Coming to a specific literature regarding GALS NoCs and DVFS, Ogras et al. [2007] propose a design methodology for partitioning a NoC architecture into multiple voltage and frequency islands and assigning supply and threshold voltage levels to each VFI. The employed resynchronization scheme is based on FIFO buffers.

In Beigne et al. [2008] is presented a complete DVFS scheme for IP unit integration to be employed for NoC-based design. However, their work focuses on demonstrating the achievable benefits of DVFS in NoCs, while our proposal aims at architectural exploration.

A SystemC/TLM-based DVFS model for NoCs has been proposed in Lebreton and Vivet [2008]. While it allows to mimic the interaction of a DVFS component inside a NoC-based multicore, it differs from our proposal in two main aspects. First, it is not intended for novel DVFS-based control policies validation. Moreover, it is not focused on application simulation considering the support for a Linux-based operating system, while our proposal sits on a GEM5 simulator that is capable of both full system as well as bare metal simulations.

Ducroux et al. [2013] proposed a power modeling approach of a complex manycore system considering the STHORM 16-core platform as a case of study. Although the proposal is interesting, our work addresses different aspects of the same research field. In particular, we focus on exploration and optimization considering the platform as completely customizable without being constrained by the real hardware. Moreover, Ducroux et al. [2013] do not explicitly focus on accurate modeling of the actuators using a block box model to obtain power estimates.

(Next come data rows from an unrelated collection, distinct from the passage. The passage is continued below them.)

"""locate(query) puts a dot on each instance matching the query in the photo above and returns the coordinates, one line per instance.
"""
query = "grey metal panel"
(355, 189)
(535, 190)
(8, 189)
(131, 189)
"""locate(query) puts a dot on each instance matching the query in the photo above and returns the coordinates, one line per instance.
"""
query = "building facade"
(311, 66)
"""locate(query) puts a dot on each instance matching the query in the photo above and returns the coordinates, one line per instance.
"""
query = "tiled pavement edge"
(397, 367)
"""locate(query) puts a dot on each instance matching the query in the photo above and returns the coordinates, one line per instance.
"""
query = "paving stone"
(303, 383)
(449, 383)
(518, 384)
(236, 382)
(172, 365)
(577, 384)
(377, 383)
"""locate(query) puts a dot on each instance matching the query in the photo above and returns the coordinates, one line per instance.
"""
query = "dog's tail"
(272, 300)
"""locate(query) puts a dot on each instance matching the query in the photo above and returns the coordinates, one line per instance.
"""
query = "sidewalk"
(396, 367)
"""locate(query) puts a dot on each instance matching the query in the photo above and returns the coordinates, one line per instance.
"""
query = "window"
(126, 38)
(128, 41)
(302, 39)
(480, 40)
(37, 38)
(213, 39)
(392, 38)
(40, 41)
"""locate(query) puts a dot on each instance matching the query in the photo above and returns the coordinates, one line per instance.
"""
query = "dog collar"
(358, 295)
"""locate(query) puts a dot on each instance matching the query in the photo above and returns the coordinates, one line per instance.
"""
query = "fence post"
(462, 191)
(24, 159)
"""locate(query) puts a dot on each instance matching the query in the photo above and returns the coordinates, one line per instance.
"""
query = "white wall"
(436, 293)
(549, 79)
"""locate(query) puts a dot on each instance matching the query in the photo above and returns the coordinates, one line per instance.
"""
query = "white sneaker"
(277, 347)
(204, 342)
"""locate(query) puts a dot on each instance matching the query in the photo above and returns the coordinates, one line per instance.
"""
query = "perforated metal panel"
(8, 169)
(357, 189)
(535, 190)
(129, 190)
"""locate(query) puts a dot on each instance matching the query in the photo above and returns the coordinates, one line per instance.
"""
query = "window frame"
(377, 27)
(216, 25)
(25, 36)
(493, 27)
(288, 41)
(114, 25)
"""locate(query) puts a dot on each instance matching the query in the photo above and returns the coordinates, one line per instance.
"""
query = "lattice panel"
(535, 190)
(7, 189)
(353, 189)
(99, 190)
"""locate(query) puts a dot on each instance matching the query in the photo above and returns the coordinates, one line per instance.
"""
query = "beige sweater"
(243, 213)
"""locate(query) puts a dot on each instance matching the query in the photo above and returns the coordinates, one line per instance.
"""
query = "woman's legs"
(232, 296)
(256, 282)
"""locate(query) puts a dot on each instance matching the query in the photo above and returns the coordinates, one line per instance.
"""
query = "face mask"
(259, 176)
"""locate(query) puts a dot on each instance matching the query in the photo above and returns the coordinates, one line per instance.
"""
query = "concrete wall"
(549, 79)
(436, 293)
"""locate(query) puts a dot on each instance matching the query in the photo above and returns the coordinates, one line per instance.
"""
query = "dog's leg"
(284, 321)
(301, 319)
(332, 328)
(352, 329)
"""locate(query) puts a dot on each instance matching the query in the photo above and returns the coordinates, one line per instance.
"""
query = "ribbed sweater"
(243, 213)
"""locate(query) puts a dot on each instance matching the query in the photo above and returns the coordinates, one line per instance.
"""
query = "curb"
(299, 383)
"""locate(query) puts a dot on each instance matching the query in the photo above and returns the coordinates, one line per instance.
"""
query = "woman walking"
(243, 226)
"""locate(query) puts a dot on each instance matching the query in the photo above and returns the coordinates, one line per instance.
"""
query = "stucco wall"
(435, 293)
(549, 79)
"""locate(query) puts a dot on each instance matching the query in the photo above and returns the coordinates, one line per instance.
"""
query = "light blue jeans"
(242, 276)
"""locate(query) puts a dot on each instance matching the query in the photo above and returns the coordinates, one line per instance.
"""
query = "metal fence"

Thonnart et al. [2010] discussed a fully asynchronous low-power framework to design NoCs at RTL level, overcoming some CAD tool limitations due to the use of a *Quasi-Dealy insensitive* (QDI) asynchronous logic [Martin and Nystrom 2006]. While Thonnart et al. [2010] focus on the implementation details, our work aims at providing a complete cycle-accurate simulation solution supporting early design stages.

#### 2.2. Power Gating

Dynamic power represents a hot research topic as detailed in Section 2.1. However, leakage power is receiving increasing attention since its contribution is becoming the first source of dissipation in current and future nanometer VLSI devices. This section provides an overview of state-of-the-art related to power gating methodologies to reduce static power consumption and a review of frameworks to support power gating network design. There exist several tools to aid designers during early-stage platform definition, specifically focused to support power-performance trade-off analysis in multicore scenarios.

CACTI-P [Li et al. 2011] is an architecture-level integrated power, area, and timing modeling framework for SRAM-based structures with advanced leakage power reduction techniques. In particular, CACTI-P is claimed to design optimal leakage reduction

power gating networks. Unfortunately, its power model is not directly bound to a cycle, accurate simulator, thus major modifications should be introduced accurately to support power gating, that is, stall simulation only on specific blocks.

Li et al. [2013] propose another architecture-level integrated power, area, and timing modeling framework for multicore that integrates CACTI-P [Li et al. 2011]. It produces area and power estimates for different multicore components (i.e., CPU, buses, and NoC) for different technology nodes, providing power gating support. However, such features cannot be easily exploited since CACTI-P is basically a power model, that is it is not included in a performance simulator, but rather, used as a post-processing analysis tool without easily offering the possibility to evaluate power gating policies.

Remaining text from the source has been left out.